La toxicovigilance des produits phytopharmaceutiques en France est une obligation réglementaire des industriels qui commercialisent ces produits. À ce jour, deux systèmes de toxicovigilance coexistent :
  • le réseau des Centres antipoison et de toxicovigilance (CAPTV) ;
  • le réseau Phyt’attitude géré par la Mutualité sociale agricole (MSA) pour les professionnels agricoles.
Le réseau de toxicovigilance a pour objet la surveillance des effets toxiques pour l'homme d'un produit, d'une substance ou d'une pollution aux fins de mener des actions d'alerte, de prévention, de formation et d'information. Les cas d'intoxications aiguës ou chroniques concernent des professionnels, mais également des particuliers (lors de l’utilisation de traitements contre les poux, contre les insectes, etc.) recueillis par les Centres antipoisons (CAP) dans le cadre de leur activité de réponse téléphonique d’urgence.
Selon le CAP de Paris, en 2004, les appels pour information ou pour intoxication concernant des pesticides représentaient 5 % de l’activité, soit 10 000 dossiers par an. Les sollicitations les plus fréquentes concernaient les insecticides et de façon marginale, les fongicides et les herbicides.
Le système a pour objectif de décrire les expositions, le nombre et la gravité des effets sanitaires, ainsi que les circonstances de leur survenue. Il devrait à terme également exercer une fonction d’alerte auprès des décideurs ou gestionnaires.
  • En savoir plus :
Unité de surveillance et d’épidémiologie nutritionnelle (Usen). Étude nationale nutrition santé (ENNS, 2006) – Situation nutritionnelle en France en 2006 selon les indicateurs d’objectif et les repères du Programme national nutrition santé (PNNS). Institut de veille sanitaire, Université de Paris 13, Conservatoire national des arts et métiers, 2007. 74 p.
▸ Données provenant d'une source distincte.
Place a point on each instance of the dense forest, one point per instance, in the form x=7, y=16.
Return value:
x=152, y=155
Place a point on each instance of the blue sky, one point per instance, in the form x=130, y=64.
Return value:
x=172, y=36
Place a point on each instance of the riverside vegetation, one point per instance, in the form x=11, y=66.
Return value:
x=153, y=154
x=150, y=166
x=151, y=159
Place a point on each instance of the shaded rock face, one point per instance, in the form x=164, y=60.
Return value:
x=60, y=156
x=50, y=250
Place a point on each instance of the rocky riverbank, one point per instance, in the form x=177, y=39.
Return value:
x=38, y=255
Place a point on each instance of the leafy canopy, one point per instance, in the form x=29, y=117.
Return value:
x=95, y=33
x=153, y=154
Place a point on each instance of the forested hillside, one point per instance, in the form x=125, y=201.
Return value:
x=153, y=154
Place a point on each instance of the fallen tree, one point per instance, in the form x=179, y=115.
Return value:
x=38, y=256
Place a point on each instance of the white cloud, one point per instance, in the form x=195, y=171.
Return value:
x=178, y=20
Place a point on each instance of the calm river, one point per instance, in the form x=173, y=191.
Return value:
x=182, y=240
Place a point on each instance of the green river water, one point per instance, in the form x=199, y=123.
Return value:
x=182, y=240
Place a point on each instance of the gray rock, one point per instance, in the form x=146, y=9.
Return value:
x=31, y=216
Cohorte Elfe : https://www.elfe.ined.fr
Associations de surveillance de la qualité de l’air (Aasqa) : http://www.buldair.org/Associations/Carte.htm

La Réunion : dispositif de surveillance et d’alerte sur les effets sanitaires des produits phytopharmaceutiques, antiparasitaires et des répulsifs corporels

Lors de l’épidémie de Chikungunya de 2005-2006, la Cellule interrégionale d’épidémiologie (Cire) de l’île de la Réunion a mis en place un dispositif de surveillance des intoxications liées aux insecticides utilisés pour la lutte antivectorielle. Ce dispositif a été étendu par la suite à l’ensemble des produits phytopharmaceutiques et antiparasitaires. Durant l’année 2008, ce système de toxicovigilance a permis de recenser 62 cas d’intoxication individuelle probable ou possible aux pesticides. Un bilan qui souligne l’intérêt de ce dispositif de surveillance.